Whole Foods also sells a line of The White Moustache's plain whey in one-liter bottles. Dashtaki has been branding the bottled whey as a beverage, a cocktail mixer, a baby food additive, and a meat brine, among other uses, but she says the response from customers has been slow to start. She chalks it up to a lack of consumer education, which is something she's working on integrating into her whey selling process.

"I'm kind of mad about it," she says. "How can people not want this? If you like the taste of yogurt, I don’t really get why there’s not a demand for it."

In the meantime, Dashtaki is focusing on working with local chefs in Brooklyn, like Rob Newton of Nightingale 9, who are interested in incorporating whey into their dishes.

Why Chefs Love Cooking With Whey

It may not show up on the menu, but whey is making its way into the food and drink at a handful of restaurants around the country.

Some chefs are using whey in healthy beverages like smoothies and juices. At Nightingale 9 and its sister café Smith Canteen in Brooklyn, Newton offers a small selection of beverages featuring the whey he gets from The White Moustache, including a green juice and a whey soda with mint syrup and cucumber.
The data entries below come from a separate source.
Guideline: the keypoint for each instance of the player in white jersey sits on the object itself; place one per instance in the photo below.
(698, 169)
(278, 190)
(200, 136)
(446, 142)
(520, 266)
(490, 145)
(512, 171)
Other chefs are incorporating whey into much broader swaths of the cooking process. At Vinland in Portland, Maine, chef-owner David Levi cooks with only locally-sourced ingredients, which means he doesn't use lemons in his dishes. Instead, Levi makes concentrated whey that has an acidity on par with lemon juice, which he incorporates into cocktails, sauces, and a variety of dishes at Vinland. At Elizabeth in Chicago, chef Iliana Regan saves the whey from the restaurant's cheese production and uses it for fermenting eggs, endive, romaine, and cabbage. She has also created dishes like a salad with a red wine meringue and cubed whey.
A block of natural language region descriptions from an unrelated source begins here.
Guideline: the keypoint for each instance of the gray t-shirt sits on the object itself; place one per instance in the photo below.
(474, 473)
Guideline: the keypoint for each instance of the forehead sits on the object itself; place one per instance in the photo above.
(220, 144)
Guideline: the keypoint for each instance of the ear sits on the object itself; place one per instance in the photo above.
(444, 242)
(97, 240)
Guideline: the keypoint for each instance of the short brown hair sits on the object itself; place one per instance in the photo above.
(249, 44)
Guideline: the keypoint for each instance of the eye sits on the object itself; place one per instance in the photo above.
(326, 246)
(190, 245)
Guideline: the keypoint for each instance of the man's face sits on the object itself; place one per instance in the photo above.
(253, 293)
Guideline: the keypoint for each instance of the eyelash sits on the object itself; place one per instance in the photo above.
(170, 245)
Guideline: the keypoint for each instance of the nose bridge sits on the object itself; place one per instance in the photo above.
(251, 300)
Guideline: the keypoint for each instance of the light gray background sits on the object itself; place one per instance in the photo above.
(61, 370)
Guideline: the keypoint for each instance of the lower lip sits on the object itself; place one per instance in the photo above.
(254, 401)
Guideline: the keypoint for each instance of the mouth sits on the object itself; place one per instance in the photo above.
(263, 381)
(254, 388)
"It has that fizzy, kimchi quality, along with a pungency reminiscent of cheese," Regan says of why she enjoys using whey. "It has multiple layers rather than being just sour."

A lobster dish at Vinland features a black trumpet emulsion made with condensed yogurt whey that's spread inside the shell. Photo: Vinland

Bringing Whey Home

Whether you have whey leftover from homemade yogurt or purchase a bottle, try adding it to your morning smoothie or juice, or use it to finish a cold soup for a bright little kick of acid. If you have a lot of whey on your hands, Dashtaki suggests using it as a brine to tenderize chicken or turkey before roasting (Newton does this at Nightingale 9 with the beef in a pho dish).

"When we present [whey] to people, I’m constantly surprised by the uses they come up with it," Dashtaki says. "The response from the people at the forefront of experimenting has been amazing."